The grant will fund the “Targeting Effective Analgesia in Clinics for HIV” (TEACH) Study. TEACH will test the effectiveness of a collaborative care intervention to improve the management of chronic opioid therapy and reduce the misuse of prescription opioids among HIV-infected persons.
“This is a novel randomized controlled trial of a chronic disease management intervention to improve the delivery of chronic opioid therapy and reduce prescription opioid misuse among HIV-infected persons. If demonstrated to be effective, this model could be adopted by clinics nationwide, may improve physician satisfaction and confidence with this challenging aspect of patient care, and has the potential to improve the health and well-being of persons with HIV,” explained Samet, principal investigator of the grant.
The study will be conducted within the BMC HIV clinic (CID) with Dr. Meg Sullivan, as a co-investigator.
CME-Accredited Course Advances Teaching Skills of Health Care Professionals
Medical educators have an opportunity to participate in a new, first-of-its kind online medical education badge program at Boston University School of Medicine (BUSM). The BUSM+ Medical Education Badge Program (BUSM+Program) allows access to online faculty development in medical education and allows course graduates to display and share earned digital competency badges on social media, CVs and portfolio websites. The program is considered to be a form of digital micro-credentialing.

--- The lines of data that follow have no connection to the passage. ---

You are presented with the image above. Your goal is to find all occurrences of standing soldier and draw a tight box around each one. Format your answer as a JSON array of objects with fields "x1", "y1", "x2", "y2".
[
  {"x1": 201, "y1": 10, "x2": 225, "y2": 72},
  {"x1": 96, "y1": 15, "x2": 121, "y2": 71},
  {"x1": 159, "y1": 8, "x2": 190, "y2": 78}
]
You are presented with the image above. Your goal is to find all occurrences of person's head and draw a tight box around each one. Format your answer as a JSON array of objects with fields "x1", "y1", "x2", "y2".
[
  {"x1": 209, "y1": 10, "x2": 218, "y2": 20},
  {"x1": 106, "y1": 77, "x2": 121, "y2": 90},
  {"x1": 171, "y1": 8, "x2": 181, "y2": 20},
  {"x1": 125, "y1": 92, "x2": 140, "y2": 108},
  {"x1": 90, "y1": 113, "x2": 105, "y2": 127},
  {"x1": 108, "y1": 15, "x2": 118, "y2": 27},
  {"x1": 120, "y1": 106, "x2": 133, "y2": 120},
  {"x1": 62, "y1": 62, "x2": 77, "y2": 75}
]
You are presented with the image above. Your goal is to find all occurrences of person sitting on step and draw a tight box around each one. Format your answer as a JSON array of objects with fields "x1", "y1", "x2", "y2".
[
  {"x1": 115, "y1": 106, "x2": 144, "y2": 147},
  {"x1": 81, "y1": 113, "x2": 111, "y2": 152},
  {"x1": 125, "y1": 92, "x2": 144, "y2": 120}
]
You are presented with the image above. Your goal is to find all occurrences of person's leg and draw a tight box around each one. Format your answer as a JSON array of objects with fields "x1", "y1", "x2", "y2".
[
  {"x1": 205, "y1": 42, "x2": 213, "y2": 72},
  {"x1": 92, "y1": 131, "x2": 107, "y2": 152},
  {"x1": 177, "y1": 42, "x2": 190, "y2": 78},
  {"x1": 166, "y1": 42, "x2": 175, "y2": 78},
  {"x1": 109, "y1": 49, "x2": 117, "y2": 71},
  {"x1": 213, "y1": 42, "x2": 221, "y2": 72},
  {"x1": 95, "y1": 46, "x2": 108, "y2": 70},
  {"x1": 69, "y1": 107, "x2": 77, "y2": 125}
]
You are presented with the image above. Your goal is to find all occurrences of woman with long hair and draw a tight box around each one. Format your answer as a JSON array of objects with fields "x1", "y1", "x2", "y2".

“The BUSM+ Program takes the concept of digital badging and applies it for an audience of health care providers (practicing and retired physicians, fellows, residents, medical students and healthcare teams) who may have missed educational courses in their professional career and are now teaching, or those healthcare providers who want to enhance their existing teaching skills,” explained Gail March, PhD, Assistant Professor of Medical Sciences & Education as well as Director of Instructional Design and Faculty Development at BUSM who founded the program.
According to March, the BUSM+ digital badge program is unique in that it is the first one for medical education faculty development. “There are faculty development programs available, but they are often very expensive and demand the health care provider leave their practice to attend. BUSM+ is available as an open (no application process), online, asynchronous program available 24/7 for a low cost,” she added.
This program is designed for practicing and retired health care professionals who educate other professionals, students and patients. Enrollees in the initial BUSM+Program course will review the fundamentals of teaching and learning. Three additional offerings are planned to follow the Teaching and Learning course including Curriculum Design, Academic Leadership and Medical Education Research.
BUSM+Program was funded earlier this year by an inaugural seed grant for online innovation from the Digital Learning Initiative at Boston University.